O diretor mostra a emblemática dúvida de um peão solitário perdido no universo da ética e da dignidade em confronto com uma situação caótica, onde terá de lidar com a realidade das perdas familiares pelo abandono, as diversas transformações que cercam o rumo de um homem, até então, sempre digno e trabalhador. As peculiaridades típicas do interior, mais precisamente nas pastagens da campanha, onde o cavalo é trocado pela bicicleta, num disruptivo gaúcho com suas tradições elementares, no qual ainda preserva o velho e bom chimarrão nas manhãs e nos finais de tarde. Observa o longínquo horizonte do prado sendo engolfados por outra cultura de trabalho. Embora haja um vazio circunstancial elementar pela dramaticidade dos personagens nas inerentes artimanhas, o roteiro deixa transparecer uma tristeza existencial profunda. Borba realça o olhar perdido daquele cenário de imensa solidão com a câmera apontada para aquele rosto sulcado. Há uma aparente indiferença quando o peão examina detidamente seu passado e a nova paisagem rural contrastando com uma inversão dos atuais valores que levaram aos píncaros da glória e do orgulho, mas que ficaram perdidos pelos caminhos tortuosos do passado, através do recurso apropriado de longos planos-sequência.

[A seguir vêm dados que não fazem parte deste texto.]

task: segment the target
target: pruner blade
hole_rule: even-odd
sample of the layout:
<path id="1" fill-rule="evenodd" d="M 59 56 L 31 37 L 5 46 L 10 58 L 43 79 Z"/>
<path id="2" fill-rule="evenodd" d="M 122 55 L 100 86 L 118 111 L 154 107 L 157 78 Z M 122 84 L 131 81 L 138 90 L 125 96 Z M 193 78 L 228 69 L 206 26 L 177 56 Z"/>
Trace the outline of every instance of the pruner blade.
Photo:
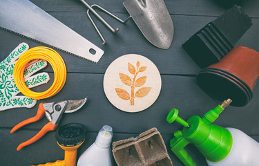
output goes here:
<path id="1" fill-rule="evenodd" d="M 73 113 L 77 111 L 82 107 L 86 102 L 87 98 L 84 98 L 77 100 L 68 100 L 66 106 L 65 113 Z"/>

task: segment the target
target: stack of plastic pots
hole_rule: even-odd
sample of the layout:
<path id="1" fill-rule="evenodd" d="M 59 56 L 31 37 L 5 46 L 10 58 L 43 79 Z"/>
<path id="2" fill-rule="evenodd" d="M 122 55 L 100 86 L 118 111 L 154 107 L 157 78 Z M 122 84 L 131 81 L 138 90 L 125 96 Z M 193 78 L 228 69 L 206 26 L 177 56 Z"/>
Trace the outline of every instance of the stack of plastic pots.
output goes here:
<path id="1" fill-rule="evenodd" d="M 251 25 L 248 15 L 234 6 L 194 34 L 182 47 L 203 68 L 225 56 Z"/>
<path id="2" fill-rule="evenodd" d="M 253 98 L 259 77 L 259 53 L 247 47 L 232 49 L 219 62 L 202 69 L 197 76 L 200 86 L 212 98 L 232 100 L 242 107 Z"/>

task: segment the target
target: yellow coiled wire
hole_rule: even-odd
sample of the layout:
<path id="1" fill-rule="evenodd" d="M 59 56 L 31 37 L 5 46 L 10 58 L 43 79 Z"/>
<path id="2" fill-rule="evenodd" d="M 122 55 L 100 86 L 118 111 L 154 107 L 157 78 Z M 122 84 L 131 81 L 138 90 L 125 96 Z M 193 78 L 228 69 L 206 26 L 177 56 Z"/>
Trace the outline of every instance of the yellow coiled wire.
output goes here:
<path id="1" fill-rule="evenodd" d="M 54 71 L 54 82 L 52 86 L 44 92 L 34 92 L 26 85 L 23 72 L 28 62 L 41 59 L 47 61 Z M 13 71 L 15 82 L 18 89 L 26 96 L 40 100 L 50 98 L 57 94 L 66 82 L 66 68 L 65 62 L 60 55 L 53 49 L 48 47 L 35 47 L 25 52 L 17 60 Z"/>

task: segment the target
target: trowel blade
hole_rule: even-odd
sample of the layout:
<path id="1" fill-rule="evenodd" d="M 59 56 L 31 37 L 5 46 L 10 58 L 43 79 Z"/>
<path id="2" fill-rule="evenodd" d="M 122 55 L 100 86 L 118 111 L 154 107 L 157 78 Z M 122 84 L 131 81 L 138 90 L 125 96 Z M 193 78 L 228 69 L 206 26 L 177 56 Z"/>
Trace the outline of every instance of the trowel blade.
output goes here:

Um drama magnífico que dialoga com o suspense em que o silêncio é marcante, com imagens reveladoras e poucos diálogos, por serem necessários. Com sutileza e habilidade rara, o promissor cineasta acerta em cheio em sua estreia nesta sensível opção de abordar a temática do Pampa. Estamos diante de uma produção minimalista notável pelo esmero e zelo da construção do enredo e os personagens que desfilam com sobriedade. Há méritos na condução do espectador para acompanhar um vínculo de importância dos personagens, especialmente do protagonista, envolvidos pelos fatos que se sucedem numa atmosfera criada em torno daquela paisagem sóbria que lá atrás foi mais fértil e alvissareira, com seus usos e costumes cultuados no dia a dia. Casa Vazia é um filme peculiar e instigante que provoca conflitos que giram em torno do orgulho e da dignidade; sobrevivência, ética e honra; trabalho e desemprego. Cria contrastes de uma realidade caótica que compreende as necessidades de um Pampa fragilizado, outrora mitológico. Embora confabule com o naturalismo, passa por um realismo singular e cruel, transmite a melancolia com suavidade nesse cenário amplo, às vezes claustrofóbico, da fronteira com o Uruguai. Há méritos por não apelar para o melodrama rasteiro folhetinesco, deixando o sentido do existencialismo aflorar para a reflexão do espectador, num desfecho contemplativo pelo fogo em consonância com a liberdade metafórica na sua essência.